3 –“Standard Large Breed Dog”
Moderate energy, needs daily exercise of some sort to thrive and stay happy. This dog will do well in many types of homes, but some situations will not work for this dog. This dog may not get along with some types of dogs. This dog may be reactive to some other dogs while on leash. It may have too much energy to be around small children while unattended, and may have some behavioral issues that will require formal training or daily monitoring for the dog to successfully live happily in a family. These issues are normally minor such as fence climbing, prey drive, minor separation anxiety, nervousness in crowds, or other minor behavioral traits. A Potential Adopter for a level 3 dog must have prior, recent large breed dog experience and be able to demonstrate the ability to successfully deal with the level 3 dog that they wish to adopt.  

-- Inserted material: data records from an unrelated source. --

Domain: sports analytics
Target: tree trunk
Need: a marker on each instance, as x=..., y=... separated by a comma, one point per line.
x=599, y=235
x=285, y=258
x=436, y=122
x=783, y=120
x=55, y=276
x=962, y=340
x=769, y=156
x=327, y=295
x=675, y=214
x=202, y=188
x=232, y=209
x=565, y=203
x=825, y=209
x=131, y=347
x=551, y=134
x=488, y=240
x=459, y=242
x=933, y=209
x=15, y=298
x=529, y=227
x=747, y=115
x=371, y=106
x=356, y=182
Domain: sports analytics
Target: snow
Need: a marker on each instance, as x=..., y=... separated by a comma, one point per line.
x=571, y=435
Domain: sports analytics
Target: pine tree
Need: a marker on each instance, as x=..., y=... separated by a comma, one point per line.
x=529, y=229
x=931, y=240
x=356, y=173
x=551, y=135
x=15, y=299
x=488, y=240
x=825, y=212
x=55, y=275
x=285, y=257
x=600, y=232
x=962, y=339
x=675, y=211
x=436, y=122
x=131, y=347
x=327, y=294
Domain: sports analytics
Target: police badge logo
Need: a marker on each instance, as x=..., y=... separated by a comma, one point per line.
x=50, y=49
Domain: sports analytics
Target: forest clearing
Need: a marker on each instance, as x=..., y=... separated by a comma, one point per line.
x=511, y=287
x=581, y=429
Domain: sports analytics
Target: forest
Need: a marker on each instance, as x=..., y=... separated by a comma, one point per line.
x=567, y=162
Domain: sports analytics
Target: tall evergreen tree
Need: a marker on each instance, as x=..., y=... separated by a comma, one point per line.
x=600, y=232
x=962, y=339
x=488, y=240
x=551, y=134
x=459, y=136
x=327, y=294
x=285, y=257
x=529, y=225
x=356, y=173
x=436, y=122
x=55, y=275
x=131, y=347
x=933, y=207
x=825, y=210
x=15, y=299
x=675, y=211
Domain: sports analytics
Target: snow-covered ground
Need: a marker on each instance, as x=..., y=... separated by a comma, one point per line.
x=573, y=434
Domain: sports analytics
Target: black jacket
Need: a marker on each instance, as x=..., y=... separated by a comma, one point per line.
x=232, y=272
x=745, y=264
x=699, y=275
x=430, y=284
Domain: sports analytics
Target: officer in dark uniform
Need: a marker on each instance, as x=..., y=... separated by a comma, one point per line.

4 – “Experienced Ownership Required”
Moderate, high or very high energy/drive. Needs an experienced owner familiar with working breed behavior to provide direct leadership and proper management. Level 4 dogs typically have a challenging behavior, but are good dogs. These dogs might be dog-reactive with most other dogs or dog-aggressive, may have to be an only animal in the home, maybe have moderate separation anxiety.  The dog normally needs daily physical and mental stimulation, etc. This level of dog is not an average pet. (We try to limit the number of level 4 dogs in our program.) A Potential Adopter for a level 4 dog must be able to demonstrate the experience and ability to safely manage and care for a level 4 dog.  

5 – “Competitive or Working Dog”
This is a dog that has an intense focus to ‘work’. It could be a dog that provides Search and Rescue services, could be a competitive Flyball or Agility dog, or has other working abilities. These dogs can be strong, pushy, dominant, and/or have extreme energy/drive. They need a professional handler or an owner who has the experience to provide a demonstrated commitment to the dog’s ‘working ability’. A Potential Adopter for a level 5 dog must be able to demonstrate the experience and ability to safely manage and care for a level 5 dog.